Cada 31 de mayo se celebra el Día de Castilla-La Mancha y me gusta conmemorarlo con alguna receta tradicional manchega. En este caso he elegido los duelos y quebrantos, un plato muy popular porque aparece mencionado en el libro Don Quijote de La Mancha. En él, Miguel de Cervantes no da pistas sobre qué ingredientes lleva, sólo dice que su protagonista lo comía los sábados, aunque parece que podría ser un revuelto de huevos con torreznos.
Algunos cervantistas se apoyan en textos como 'El pésame de la viuda', una mojiganga atribuida a Calderón de la Barca, que dice: "¡ay!, que para una cuitada / triste, mísera viuda, / hueuos y torreznos bastan, / que son duelos y quebrantos". Precisamente, estudiosos como Américo Castro apuntan a que el nombre hace alusión al 'quebranto' del ayuno impuesto sobre la carne de cerdo en las religiones judía e islámica, por lo que los cristianos nuevos sentían el 'duelo' tras haber violado esos preceptos de sus verdaderas creencias.

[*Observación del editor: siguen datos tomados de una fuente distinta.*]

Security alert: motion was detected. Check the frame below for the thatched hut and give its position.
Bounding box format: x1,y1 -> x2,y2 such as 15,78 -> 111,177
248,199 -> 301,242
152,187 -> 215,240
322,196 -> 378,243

Esta receta de huevos con torreznos, recibe otro curioso nombre: en el siglo XVII, los cristianos viejos solían tenían algún resto de tocino seco en casa y una gallina que ponía huevos, por lo que nunca faltaba la 'merced de Dios', tal como explica Sebastián de Covarrubias en Tesoro de la lengua castellana o española. En lo que no hay acuerdo es en qué partes del cerdo debe incluir, tal como cuenta Nieves Concostrina en uno de los episodios de Acércate al Quijote.
Independientemente de su verdadero origen o de sus ingredientes iniciales, la versión de este plato que ha llegado a nuestros días está riquísima. ¿Te animas a probar esta receta de duelos y quebrantos?